The v1 version of the DI-engine framework consists of three important modules, namely coordinator, collector and learner which is corresponding to DI Orchestrator v1 version.
The v2 version of the DI-engine framework integrates the three modules, so that the complete training process can be completed within the same worker, and a new worker can be added directly without restarting. This article will describe the DI Orchestrator v2 version for the DI-engine v2 version in detail.
For more details about the DI-engine framework, please refer to DI-engine Documentation and DI-engine Distributed。
In order to support for DI-engine running in Kubernetes (K8s), we designed DI Orchestrator. This article will explain how DI-engine components are created on K8s system using DI Orchestrator, how components to discover each other, how components to start training, etc. The architecture of DI Orchestrator is shown in the following figure:
DI Orchestrator consists of two modules, namely di-operator
and di-server
. This article will explain the two modules one by one.
DI Operator is responsible for orchestrating DIJob in K8s system, using K8s operator pattern, monitoring the status of DIJob in K8s cluster through the control loop with controller pattern, and reconciling DIJob when a DIJob event occurred. Make sure the actual DIJob state is as consistent as possible with the expected state.
According to the characteristics of DI-engine framework, we use K8s Custom Resource to define the DIJob resource, which is used to define the desired state of a DI-engine Reinforcement Learning(RL) job, including images, startup commands, mount volumes, and the task's type and number, etc..
Definition and meaning of each field in DIJobSpec is as follows:
type DIJobSpec struct {
// INSERT ADDITIONAL SPEC FIELDS - desired state of cluster
// Important: Run "make" to regenerate code after modifying this file
// Priority labels the priority of DIJob.
// +kubebuilder:default=normal
// +kubebuilder:validation:Enum=normal;high
Priority Priority `json:"priority,omitempty"`
// CleanPodPolicy defines the policy to clean pods after DIJob completed.
// +kubebuilder:default=Running
// +kubebuilder:validation:Enum=Running;All;None
CleanPodPolicy CleanPodPolicy `json:"cleanPodPolicy,omitempty"`
// Preemptible defines whether the dijob can be preempted.
// +kubebuilder:default=false
Preemptible bool `json:"preemptible,omitempty"`
// BackoffLimit defines the restart limit for DIJob.
// +kubebuilder:default=3
BackoffLimit *int32 `json:"backoffLimit,omitempty"`
// Volumes defines the shared volumes for all tasks.

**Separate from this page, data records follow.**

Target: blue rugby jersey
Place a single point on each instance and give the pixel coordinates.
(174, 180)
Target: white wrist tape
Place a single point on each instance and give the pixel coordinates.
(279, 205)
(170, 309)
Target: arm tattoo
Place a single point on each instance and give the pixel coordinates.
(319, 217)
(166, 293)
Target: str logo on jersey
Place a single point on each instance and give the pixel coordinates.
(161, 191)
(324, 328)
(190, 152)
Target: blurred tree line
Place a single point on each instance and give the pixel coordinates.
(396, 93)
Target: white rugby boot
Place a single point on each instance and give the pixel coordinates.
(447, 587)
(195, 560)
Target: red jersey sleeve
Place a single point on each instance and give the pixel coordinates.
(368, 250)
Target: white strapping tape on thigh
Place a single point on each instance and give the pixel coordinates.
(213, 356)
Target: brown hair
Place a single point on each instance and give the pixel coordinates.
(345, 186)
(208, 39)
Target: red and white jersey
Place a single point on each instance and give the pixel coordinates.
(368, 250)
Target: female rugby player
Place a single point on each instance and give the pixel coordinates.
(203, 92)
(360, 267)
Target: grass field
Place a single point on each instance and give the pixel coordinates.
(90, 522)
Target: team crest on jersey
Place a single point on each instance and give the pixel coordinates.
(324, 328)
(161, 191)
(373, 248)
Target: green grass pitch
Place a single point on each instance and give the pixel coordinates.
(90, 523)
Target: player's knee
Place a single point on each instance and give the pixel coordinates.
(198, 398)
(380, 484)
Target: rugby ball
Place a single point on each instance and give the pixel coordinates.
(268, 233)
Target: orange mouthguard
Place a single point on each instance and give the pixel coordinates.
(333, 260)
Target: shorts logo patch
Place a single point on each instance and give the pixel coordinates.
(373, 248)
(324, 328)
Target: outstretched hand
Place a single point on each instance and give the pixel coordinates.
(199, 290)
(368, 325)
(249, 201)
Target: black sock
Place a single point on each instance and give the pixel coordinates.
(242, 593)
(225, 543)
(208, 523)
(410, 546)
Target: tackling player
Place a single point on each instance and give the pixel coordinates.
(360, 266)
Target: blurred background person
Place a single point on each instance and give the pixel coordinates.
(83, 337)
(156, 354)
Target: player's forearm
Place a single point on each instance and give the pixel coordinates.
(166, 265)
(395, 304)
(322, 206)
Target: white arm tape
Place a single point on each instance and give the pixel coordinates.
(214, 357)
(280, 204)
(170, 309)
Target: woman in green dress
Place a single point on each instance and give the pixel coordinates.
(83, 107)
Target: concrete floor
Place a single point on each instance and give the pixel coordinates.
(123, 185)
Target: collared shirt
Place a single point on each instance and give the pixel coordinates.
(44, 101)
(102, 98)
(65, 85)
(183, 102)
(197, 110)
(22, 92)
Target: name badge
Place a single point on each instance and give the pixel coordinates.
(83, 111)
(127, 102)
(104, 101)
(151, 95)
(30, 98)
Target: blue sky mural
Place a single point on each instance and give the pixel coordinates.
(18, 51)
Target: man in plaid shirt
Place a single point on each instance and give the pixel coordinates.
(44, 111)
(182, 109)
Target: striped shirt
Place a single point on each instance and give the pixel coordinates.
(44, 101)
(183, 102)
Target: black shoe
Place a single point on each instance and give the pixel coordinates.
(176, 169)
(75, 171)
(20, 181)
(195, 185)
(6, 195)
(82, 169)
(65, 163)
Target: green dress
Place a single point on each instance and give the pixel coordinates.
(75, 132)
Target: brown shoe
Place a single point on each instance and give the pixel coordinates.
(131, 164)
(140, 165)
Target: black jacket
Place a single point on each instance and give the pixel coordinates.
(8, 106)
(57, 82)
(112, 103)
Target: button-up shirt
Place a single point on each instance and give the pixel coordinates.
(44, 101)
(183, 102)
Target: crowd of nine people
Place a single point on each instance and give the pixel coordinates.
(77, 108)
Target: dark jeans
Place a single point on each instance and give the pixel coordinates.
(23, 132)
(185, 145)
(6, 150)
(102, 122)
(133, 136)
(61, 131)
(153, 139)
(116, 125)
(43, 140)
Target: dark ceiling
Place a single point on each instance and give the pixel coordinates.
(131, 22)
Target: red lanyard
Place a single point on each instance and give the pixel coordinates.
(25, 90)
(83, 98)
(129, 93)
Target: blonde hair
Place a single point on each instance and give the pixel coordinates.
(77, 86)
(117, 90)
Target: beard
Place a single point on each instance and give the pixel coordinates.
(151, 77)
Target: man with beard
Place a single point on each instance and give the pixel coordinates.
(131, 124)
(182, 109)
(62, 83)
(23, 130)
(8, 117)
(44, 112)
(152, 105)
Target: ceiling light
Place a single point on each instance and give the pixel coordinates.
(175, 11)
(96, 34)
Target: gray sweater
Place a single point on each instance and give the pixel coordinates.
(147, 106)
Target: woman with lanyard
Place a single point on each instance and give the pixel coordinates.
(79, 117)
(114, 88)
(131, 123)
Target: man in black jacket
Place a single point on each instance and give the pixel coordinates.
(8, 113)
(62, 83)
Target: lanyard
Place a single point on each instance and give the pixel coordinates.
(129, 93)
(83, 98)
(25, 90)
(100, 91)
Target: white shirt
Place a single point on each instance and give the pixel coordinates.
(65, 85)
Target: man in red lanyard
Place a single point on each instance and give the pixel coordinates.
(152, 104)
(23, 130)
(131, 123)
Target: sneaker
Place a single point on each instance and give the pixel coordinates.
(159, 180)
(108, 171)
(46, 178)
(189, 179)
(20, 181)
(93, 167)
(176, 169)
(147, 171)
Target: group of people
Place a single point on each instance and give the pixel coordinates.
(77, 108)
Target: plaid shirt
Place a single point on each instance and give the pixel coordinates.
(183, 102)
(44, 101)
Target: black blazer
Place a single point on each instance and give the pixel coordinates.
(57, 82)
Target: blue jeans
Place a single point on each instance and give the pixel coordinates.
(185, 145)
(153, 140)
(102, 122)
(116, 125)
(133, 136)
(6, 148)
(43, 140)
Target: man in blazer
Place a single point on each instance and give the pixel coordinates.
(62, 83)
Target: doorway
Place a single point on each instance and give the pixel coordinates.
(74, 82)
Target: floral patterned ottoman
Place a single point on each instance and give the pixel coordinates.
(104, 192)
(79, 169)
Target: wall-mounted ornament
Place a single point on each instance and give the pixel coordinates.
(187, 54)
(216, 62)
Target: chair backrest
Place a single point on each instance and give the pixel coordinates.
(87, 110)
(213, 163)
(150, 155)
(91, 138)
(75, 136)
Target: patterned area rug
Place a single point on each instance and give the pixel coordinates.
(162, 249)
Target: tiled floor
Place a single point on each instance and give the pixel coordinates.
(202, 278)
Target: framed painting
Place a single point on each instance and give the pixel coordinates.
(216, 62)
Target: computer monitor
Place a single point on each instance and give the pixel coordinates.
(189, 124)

Volumes []corev1.Volume `json:"volumes,omitempty"`
// Provides flexible support for different components(collector, learner, evaluator) in DI-Engine
// +kubebuilder:validation:Required
Tasks []Task `json:"tasks"`
}
type Task struct {
// Replicas defines the number of this task.
// +kubebuilder:default=1
// +kubebuilder:validation:Minimum=1
Replicas int32 `json:"replicas,omitempty"`
// TaskType defines the type of task
// +kubebuilder:validation:Enum=learner;collector;evaluator;none
// +kubebuilder:validation:Required
Type TaskType `json:"type,omitempty"`
// Name of the task specified.
Name string `json:"name,omitempty"`
// Template defines the pod template for DIJob.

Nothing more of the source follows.